Thornton Wilder's
The Bridge of San Luis Rey is one of those wonderful, lyrical books that you pick up meaning to just read a few pages at a shot and in a remarkably short time realize you've read the entire thing. Granted, it is a small book -- the edition I read was perhaps 145 pages in length -- but it's also extremely well-written. It
flows.
The premise of the book struck me as rather odd before I began reading. Five people are crossing an old Inca-built bridge in the Spanish colony of Peru, the bridge fails, and they fall to their death. A monk, Brother Juniper, decides to explore their lives. He's convinced there must be a reason, that there should be a way to calculate scientifically why God decides some people live while others die.

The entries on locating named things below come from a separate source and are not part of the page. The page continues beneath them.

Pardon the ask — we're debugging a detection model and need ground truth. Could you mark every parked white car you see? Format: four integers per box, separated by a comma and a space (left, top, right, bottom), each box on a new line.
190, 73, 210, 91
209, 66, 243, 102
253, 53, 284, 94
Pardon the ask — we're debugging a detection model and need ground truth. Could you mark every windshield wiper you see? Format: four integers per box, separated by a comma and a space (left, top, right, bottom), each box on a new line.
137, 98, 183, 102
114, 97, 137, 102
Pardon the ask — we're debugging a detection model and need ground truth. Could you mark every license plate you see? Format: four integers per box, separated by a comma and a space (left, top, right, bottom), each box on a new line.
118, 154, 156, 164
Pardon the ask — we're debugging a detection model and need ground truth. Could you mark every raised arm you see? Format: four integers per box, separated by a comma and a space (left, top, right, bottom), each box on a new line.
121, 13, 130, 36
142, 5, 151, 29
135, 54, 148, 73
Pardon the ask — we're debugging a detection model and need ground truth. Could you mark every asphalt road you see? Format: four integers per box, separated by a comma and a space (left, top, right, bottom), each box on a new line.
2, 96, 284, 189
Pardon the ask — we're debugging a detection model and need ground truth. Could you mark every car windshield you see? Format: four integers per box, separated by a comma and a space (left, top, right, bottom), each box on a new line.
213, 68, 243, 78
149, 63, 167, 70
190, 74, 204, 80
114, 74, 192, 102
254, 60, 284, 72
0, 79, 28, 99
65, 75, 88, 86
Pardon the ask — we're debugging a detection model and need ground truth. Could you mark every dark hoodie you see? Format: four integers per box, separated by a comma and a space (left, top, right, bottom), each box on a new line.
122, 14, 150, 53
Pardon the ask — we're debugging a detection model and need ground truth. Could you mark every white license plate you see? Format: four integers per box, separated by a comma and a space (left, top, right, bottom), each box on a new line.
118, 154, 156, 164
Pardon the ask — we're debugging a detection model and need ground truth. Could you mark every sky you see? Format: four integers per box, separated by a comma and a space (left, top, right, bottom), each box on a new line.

He wants to work out a mathematical formula that will both explain God's will and prove God's existence. He refuses to believe it was simply bad luck, chance, random coincidence that put those five people on the bridge when it broke.
The narrator, the omniscient author's voice, then notes that although the monk invested tremendous amounts of time, accumulated hundreds of pages of notes, and eventually wrote an enormous book describing the victims' lives, he didn't get it right. There were things about all five that were known only to themselves, and, of course, to the omniscient author telling us their stories.

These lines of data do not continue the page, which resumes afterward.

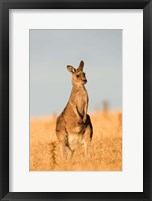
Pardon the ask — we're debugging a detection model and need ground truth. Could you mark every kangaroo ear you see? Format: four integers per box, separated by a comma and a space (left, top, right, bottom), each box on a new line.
67, 65, 76, 73
78, 61, 84, 71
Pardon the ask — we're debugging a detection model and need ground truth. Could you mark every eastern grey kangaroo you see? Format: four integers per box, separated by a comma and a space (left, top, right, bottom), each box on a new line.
56, 61, 93, 158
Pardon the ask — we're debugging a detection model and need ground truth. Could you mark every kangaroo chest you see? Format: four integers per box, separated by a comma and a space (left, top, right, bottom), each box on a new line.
75, 90, 88, 115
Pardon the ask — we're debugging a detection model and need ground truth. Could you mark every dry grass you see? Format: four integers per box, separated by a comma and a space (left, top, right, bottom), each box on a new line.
30, 112, 122, 171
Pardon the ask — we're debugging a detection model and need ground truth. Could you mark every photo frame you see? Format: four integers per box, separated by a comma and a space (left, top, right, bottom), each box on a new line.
0, 0, 152, 201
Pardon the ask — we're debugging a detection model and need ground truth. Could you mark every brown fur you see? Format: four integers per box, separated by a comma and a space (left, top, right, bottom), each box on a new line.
56, 61, 93, 158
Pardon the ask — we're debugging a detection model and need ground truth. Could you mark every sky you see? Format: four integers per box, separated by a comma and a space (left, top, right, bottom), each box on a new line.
29, 29, 122, 117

Wilder naturally invests more pages of narration for some characters than others. The eccentric elderly female aristocrat has a lot more back story to explore than the adolescent orphan girl who had been raised in a convent, for example. In the end, though, they all walk out on to the bridge and die. What they have in common is something that can't be reduced to a rational calculus -- their humanity, and the love and memories of those who survive them. We may never truly know what another person is thinking or believing, but we can all love.

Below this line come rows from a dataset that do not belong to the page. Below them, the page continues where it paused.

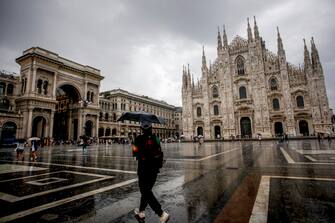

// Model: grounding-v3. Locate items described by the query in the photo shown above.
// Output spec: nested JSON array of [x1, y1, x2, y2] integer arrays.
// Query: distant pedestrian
[[15, 142, 24, 161], [318, 133, 321, 142], [133, 122, 170, 223], [327, 134, 332, 145], [30, 140, 38, 161]]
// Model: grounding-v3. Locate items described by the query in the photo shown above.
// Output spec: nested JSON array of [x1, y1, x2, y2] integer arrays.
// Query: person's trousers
[[138, 171, 163, 216]]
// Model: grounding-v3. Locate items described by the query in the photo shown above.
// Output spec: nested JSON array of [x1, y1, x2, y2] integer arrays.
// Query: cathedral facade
[[182, 18, 332, 139]]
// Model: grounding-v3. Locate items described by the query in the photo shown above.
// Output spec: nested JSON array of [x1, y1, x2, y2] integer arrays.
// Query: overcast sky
[[0, 0, 335, 107]]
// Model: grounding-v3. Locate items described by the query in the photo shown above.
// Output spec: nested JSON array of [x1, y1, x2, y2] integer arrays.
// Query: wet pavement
[[0, 140, 335, 223]]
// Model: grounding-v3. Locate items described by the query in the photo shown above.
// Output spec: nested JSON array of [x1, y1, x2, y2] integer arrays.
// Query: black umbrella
[[117, 112, 165, 124]]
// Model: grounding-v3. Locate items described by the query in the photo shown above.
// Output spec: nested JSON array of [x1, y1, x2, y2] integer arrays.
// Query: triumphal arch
[[16, 47, 103, 140]]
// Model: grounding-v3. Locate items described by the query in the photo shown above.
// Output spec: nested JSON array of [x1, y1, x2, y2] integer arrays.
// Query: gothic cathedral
[[182, 18, 331, 139]]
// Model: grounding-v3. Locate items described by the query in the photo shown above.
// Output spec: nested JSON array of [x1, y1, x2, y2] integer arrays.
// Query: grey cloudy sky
[[0, 0, 335, 107]]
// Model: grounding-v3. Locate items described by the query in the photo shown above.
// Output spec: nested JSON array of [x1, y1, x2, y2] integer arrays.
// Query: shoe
[[134, 208, 145, 223], [159, 211, 170, 223]]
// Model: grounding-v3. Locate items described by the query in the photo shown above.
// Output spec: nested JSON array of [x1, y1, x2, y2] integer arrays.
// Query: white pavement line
[[249, 176, 335, 223], [305, 155, 318, 162], [249, 176, 270, 223], [280, 147, 295, 163], [166, 148, 240, 162], [0, 179, 137, 222], [296, 149, 335, 155], [0, 176, 114, 203], [0, 160, 137, 174], [0, 171, 64, 183], [54, 154, 134, 159], [198, 148, 240, 161], [267, 176, 335, 181]]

The book does have some structural flaws. The chronology (continuity?) seems off in places, but that's a minor quibble. Overall, this is a lovely book: beautifully written with layers of meaning and with absolutely no wasted words.
The Bridge of San Luis Rey won the Pulitzer in 1928. Next up?
Scarlet Sister Mary by Julia Peterkin, a book and an author I'd never heard of until I began reading the prize winners. I have a sinking, vaguely apprehensive feeling that it's not going to be nearly as good as Wilder's work.